EU states on Wednesday approved a plan to loan Ukraine up to 35 billion euros ($38 billion) backed by frozen Russian assets, diplomats said.
Kyiv is desperate for funds as it seeks to prop up its economy, equip its military and keep its electricity grid functioning this winter after ferocious bombardments by Moscow's forces.
The EU's loan -- which was signed off by a majority of ambassadors at a meeting in Brussels -- is part of a bigger $50 billion initiative agreed by G7 powers in June.
The EU is the first of the G7 powers to announce how much it is putting forward as its share of the plan and is still waiting for others, including the United States and Britain, to do their part.
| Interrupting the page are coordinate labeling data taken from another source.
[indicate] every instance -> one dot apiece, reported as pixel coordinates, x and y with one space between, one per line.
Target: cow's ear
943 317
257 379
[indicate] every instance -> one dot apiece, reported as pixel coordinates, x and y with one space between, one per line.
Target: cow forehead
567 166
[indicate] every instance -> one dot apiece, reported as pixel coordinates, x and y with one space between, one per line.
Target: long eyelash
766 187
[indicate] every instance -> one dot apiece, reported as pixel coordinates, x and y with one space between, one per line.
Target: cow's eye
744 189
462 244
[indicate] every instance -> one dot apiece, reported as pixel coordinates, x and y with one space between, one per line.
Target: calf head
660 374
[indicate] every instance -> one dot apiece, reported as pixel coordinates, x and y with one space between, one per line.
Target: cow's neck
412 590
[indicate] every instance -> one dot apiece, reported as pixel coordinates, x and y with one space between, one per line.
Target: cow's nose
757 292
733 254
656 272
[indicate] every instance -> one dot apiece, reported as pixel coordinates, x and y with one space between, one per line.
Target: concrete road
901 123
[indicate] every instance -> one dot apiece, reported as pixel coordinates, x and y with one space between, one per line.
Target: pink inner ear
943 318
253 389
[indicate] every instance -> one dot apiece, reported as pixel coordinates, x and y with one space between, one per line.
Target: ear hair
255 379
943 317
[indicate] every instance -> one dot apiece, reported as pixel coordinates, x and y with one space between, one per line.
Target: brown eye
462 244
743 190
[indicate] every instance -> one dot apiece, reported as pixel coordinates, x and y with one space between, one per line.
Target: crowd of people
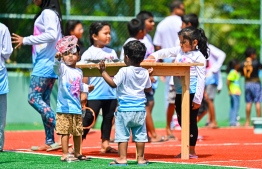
127 99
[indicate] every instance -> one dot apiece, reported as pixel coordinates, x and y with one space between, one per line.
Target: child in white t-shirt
69 111
131 83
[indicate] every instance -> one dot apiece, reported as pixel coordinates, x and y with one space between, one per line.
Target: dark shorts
253 92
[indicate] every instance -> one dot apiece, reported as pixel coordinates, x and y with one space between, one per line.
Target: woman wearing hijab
47 31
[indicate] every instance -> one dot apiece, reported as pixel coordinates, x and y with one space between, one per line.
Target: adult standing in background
5 51
166 36
47 31
75 27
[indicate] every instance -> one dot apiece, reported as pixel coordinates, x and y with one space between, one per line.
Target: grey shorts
172 95
211 91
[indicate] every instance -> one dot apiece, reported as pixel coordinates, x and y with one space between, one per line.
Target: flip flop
83 158
142 164
115 163
69 159
109 150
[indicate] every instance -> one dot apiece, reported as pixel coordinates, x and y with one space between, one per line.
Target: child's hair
175 4
249 51
231 65
95 27
70 26
135 50
144 15
190 18
191 33
134 26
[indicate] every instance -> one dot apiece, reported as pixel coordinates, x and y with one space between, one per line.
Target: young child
69 112
136 30
234 90
250 69
103 97
148 19
6 50
193 48
130 81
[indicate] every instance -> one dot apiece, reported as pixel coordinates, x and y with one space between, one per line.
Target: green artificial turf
15 160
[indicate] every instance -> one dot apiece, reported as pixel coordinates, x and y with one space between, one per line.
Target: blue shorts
253 92
134 121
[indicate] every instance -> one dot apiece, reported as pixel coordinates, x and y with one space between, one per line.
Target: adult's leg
39 98
108 109
3 110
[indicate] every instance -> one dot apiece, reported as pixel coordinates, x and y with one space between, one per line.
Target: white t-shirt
166 32
69 87
122 51
197 73
102 90
131 82
147 40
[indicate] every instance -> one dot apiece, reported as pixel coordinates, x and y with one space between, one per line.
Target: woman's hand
17 39
195 106
101 66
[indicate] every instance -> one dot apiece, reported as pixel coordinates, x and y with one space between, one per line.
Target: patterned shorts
69 124
172 94
253 92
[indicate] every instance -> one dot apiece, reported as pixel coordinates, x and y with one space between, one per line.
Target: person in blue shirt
6 50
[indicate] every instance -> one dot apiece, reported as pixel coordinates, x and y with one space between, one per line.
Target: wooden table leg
185 115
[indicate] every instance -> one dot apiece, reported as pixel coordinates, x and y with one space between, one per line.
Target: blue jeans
234 107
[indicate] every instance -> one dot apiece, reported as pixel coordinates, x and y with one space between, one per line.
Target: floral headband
67 43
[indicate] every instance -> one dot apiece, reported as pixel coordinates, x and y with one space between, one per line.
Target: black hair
249 51
134 26
175 4
191 33
70 26
144 15
95 27
135 50
190 18
231 65
53 5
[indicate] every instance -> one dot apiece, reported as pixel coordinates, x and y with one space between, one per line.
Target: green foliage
231 38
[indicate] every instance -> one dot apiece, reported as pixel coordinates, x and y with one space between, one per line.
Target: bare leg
248 110
122 148
170 113
64 141
140 152
258 109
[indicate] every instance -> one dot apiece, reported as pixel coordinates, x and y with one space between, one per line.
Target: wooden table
160 69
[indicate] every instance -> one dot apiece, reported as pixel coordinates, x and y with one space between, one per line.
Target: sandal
69 159
83 158
109 150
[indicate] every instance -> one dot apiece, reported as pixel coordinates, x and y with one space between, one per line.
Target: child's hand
195 106
150 71
58 55
91 88
101 66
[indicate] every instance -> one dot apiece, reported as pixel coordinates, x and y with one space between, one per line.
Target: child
103 97
130 82
250 69
69 112
234 90
6 50
136 30
47 32
193 48
148 19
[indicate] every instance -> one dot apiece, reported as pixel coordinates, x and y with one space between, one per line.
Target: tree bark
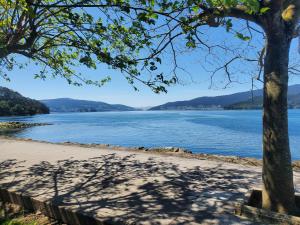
278 190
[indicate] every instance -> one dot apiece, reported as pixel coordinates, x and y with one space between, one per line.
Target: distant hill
241 100
74 105
257 103
14 104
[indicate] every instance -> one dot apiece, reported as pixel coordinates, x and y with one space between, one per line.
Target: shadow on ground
150 192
EU officials said the size of the bloc's loan was up to 35 billion euros, but could decrease if other G7 members decided to contribute more.
The EU has frozen roughly $235 billion of Russian central bank funds since the Kremlin launched its invasion of Ukraine in 2022, the vast bulk of immobilised Russian assets worldwide.
About 90 percent of the funds in the EU are held by international deposit organisation Euroclear, based in Belgium.
The G7 plan seeks to leverage the interest earned on the assets to get more funds to Ukraine and will replace an EU scheme currently in place that funnelled $1.7 billion to Kyiv in July.
There has been a delay in implementing the G7 loan as the United States had sought guarantees from the EU that the Russian assets would remain frozen.
Currently, EU member states have to agree every six months to extend the asset freeze.
Hungary rejected a proposal to extend that period to 36 months, arguing it wants to wait until after the US presidential election in November.
The European Parliament is now expected to approve the loan at a sitting later in October, enabling it to be paid out next year.